Many parents struggle with the physicality of caring for children, but even more with the growing lack of autonomy new moms may feel in their personal and professional lives.

Join us for an evening with Amanda Montei, author of Touched Out: Motherhood, Misogyny, Consent, and Control, and Kristi Coulter, author of Exit Interview: The Life and Death of My Ambitious Career. Moderated by Gemma Hartley, author of Fed Up: Emotional Labor, Women, and the Way Forward, Montei and Coulter will discuss the state of ambition for women, the often hidden labors of both parenthood and gender, emotional labor in the workplace and mental loads at home, and much more.

Amanda Montei is the author of Touched Out: Motherhood, Misogyny, Consent, and Control, out now from Beacon Press, as well as the memoir Two Memoirs, and a collection of prose, The Failure Age. She has an MFA in Writing from California Institute of the Arts and a PhD from the Poetics Program at SUNY Buffalo. Amanda’s work has been featured at New York Times, Elle, The Guardian, The Cut, Slate, Vox, HuffPost, Rumpus, The Believer, Ms. Magazine, and many others.  She lives in California.

Kristi Coulter is the author of Exit Interview: The Life and Death of My Ambitious Career and Nothing Good Can Come From This, a Washington State Book Award finalist. Her work has also appeared in The Paris Review, New York Magazine, Elle, Glamour, The Believer, and many other publications. She teaches writing at Hugo House and lives in Seattle and Los Angeles.

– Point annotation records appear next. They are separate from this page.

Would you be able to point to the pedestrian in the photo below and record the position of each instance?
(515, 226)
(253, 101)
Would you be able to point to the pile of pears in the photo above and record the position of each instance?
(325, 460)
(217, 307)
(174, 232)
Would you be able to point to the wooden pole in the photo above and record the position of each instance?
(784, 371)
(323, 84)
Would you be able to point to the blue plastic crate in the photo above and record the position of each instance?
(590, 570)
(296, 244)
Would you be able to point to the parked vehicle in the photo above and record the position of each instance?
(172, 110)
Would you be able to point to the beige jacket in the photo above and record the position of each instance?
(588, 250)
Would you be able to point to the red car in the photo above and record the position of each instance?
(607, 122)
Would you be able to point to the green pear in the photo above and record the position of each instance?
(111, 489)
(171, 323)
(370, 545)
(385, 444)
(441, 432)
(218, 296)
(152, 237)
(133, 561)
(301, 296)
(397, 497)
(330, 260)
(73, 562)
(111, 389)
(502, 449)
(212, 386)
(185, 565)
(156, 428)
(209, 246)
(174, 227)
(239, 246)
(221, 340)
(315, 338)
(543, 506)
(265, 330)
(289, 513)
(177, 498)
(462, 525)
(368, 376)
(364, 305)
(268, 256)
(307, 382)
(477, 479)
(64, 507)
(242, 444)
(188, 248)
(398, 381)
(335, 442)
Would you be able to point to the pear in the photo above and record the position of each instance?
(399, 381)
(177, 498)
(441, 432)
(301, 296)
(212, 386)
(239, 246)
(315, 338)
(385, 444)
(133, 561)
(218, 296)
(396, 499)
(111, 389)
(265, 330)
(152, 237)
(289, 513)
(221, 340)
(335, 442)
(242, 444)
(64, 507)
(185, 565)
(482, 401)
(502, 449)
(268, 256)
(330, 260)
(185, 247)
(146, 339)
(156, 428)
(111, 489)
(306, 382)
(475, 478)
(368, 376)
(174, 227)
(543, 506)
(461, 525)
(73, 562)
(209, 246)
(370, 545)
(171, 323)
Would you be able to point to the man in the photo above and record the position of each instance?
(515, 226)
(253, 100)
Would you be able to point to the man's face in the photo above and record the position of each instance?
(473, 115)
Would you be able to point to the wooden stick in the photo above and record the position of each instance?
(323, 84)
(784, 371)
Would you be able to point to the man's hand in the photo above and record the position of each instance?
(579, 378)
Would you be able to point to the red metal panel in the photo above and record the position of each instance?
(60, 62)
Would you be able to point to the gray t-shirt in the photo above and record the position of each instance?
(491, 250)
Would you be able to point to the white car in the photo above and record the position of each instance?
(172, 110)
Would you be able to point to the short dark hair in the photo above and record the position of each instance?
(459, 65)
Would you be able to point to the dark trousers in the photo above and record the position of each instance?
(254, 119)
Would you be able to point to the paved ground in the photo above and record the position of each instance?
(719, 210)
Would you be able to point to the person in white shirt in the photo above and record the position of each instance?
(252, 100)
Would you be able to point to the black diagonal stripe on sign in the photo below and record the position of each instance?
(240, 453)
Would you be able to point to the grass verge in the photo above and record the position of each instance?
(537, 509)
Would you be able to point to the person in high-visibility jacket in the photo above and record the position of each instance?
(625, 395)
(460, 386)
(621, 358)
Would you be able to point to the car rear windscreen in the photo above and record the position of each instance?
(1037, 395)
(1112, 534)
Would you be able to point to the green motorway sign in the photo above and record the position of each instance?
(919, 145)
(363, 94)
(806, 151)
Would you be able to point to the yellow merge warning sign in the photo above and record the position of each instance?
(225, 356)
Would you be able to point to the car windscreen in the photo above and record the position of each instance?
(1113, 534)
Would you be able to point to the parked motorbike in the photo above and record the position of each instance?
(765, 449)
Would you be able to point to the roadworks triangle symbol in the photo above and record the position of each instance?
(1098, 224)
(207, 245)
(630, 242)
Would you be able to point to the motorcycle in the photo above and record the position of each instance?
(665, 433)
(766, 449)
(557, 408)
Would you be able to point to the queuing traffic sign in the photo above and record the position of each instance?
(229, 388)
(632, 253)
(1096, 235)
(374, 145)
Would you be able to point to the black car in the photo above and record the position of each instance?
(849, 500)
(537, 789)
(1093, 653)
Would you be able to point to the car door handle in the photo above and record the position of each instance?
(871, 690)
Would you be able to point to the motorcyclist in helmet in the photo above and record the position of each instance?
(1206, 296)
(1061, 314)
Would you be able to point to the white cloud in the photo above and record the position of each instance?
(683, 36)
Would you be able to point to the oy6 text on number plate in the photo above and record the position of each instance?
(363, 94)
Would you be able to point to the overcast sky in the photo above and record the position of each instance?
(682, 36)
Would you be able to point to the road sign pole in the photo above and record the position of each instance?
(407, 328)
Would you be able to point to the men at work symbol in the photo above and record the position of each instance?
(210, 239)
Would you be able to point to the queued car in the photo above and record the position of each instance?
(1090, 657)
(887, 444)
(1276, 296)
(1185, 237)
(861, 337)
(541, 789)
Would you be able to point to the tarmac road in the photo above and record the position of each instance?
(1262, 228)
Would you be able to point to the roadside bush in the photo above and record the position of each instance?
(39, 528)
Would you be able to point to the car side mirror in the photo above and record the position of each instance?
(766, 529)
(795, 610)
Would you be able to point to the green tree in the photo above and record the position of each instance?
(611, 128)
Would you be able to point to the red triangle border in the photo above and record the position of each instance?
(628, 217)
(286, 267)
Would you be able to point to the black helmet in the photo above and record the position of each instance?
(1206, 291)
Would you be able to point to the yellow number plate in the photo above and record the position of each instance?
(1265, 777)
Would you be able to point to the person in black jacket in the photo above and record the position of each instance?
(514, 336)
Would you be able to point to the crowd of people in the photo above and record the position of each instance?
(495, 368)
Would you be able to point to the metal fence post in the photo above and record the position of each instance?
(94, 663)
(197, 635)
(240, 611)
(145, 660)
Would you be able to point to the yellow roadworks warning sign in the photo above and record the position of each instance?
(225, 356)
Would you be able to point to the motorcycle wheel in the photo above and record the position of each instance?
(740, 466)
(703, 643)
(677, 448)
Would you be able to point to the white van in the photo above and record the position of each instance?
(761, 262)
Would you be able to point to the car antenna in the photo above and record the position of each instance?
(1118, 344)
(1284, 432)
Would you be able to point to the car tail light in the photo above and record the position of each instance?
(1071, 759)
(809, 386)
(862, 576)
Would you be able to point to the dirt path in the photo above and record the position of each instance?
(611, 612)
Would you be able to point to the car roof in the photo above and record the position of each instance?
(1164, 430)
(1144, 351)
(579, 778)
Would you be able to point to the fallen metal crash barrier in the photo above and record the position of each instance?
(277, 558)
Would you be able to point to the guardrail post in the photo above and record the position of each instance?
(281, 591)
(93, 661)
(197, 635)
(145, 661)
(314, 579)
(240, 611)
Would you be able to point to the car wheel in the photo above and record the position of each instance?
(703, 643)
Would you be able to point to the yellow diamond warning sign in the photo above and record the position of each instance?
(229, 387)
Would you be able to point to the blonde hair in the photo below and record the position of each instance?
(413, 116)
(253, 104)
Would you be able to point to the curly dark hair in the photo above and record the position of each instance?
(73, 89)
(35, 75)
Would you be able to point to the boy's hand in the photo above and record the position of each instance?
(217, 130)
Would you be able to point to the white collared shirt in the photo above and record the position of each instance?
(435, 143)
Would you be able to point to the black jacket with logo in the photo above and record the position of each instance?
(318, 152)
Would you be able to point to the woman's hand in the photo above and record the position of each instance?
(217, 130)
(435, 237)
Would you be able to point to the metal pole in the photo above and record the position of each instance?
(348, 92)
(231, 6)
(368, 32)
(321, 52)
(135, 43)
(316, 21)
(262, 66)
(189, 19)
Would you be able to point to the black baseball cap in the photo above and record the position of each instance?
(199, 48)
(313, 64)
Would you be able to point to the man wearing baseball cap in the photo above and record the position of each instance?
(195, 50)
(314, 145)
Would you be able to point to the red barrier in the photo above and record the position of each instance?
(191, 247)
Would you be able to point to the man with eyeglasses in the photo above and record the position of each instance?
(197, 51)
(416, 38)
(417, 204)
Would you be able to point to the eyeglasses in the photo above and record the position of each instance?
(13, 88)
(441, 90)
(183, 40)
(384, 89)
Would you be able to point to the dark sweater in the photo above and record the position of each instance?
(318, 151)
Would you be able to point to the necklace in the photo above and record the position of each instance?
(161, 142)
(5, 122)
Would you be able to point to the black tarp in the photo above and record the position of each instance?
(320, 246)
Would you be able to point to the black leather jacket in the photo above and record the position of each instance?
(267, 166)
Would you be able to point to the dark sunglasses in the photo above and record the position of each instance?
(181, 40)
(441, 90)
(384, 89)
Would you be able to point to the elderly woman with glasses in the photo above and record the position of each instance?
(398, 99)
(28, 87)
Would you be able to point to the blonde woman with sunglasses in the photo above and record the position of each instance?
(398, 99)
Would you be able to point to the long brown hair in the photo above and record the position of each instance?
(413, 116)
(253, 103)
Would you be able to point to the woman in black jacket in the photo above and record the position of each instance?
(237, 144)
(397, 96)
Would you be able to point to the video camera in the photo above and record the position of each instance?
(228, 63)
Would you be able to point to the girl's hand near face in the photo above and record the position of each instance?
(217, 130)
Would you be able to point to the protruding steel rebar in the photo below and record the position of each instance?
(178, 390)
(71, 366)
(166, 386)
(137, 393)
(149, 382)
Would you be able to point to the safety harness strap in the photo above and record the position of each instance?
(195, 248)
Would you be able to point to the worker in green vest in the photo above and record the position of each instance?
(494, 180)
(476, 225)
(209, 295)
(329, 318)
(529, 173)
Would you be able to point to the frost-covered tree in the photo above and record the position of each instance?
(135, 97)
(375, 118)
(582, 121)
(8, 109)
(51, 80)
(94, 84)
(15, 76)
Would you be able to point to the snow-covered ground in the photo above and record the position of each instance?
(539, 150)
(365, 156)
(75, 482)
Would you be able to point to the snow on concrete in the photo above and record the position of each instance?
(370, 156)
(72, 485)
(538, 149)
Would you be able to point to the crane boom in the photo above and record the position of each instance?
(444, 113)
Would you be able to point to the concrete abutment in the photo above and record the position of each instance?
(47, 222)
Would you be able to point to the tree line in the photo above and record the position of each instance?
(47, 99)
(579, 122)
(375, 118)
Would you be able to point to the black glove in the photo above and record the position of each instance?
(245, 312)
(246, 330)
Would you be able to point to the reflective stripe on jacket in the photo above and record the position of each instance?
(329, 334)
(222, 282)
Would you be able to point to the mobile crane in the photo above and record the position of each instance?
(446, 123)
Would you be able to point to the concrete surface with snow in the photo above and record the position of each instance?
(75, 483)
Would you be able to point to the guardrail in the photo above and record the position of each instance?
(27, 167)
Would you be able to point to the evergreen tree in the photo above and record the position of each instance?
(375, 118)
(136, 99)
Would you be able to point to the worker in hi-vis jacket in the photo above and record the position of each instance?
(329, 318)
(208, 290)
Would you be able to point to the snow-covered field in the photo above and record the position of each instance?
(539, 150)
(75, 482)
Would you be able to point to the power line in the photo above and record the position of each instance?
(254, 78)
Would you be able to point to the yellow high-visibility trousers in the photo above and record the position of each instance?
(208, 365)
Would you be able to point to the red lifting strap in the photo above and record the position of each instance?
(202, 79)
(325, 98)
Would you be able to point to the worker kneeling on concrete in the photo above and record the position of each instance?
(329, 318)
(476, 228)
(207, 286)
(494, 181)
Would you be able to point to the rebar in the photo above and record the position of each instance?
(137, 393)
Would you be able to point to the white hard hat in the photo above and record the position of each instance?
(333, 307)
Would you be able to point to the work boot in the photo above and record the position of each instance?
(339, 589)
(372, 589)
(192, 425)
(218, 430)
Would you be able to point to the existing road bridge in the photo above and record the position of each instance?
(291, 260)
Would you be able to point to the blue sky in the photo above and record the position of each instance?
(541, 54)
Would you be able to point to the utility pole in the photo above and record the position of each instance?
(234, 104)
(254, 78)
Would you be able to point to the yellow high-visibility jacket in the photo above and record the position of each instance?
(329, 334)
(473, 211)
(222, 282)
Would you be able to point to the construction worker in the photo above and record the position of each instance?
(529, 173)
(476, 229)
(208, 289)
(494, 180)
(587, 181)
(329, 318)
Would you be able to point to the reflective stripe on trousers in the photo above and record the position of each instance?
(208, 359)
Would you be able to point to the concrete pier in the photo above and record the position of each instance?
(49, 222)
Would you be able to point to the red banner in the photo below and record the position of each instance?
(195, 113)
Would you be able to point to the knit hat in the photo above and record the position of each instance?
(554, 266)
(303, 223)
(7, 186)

Gemma Hartley is a freelance journalist, speaker, and author of Fed Up: Emotional Labor, Women and the Way Forward. She has spoken on the topic of invisible labor around the world, from corporate conferences to festivals at the Sydney Opera House. Her writing has been featured in outlets including Harper’s Bazaar, Women’s Health, Glamour, The Washington Post, CNBC, Redbook, Cosmopolitan, Good Housekeeping, Teen Vogue, and The Huffington Post. She is passionate about creating a more equitable world in which invisible labor is valued and supported by both personal partners and public policy alike.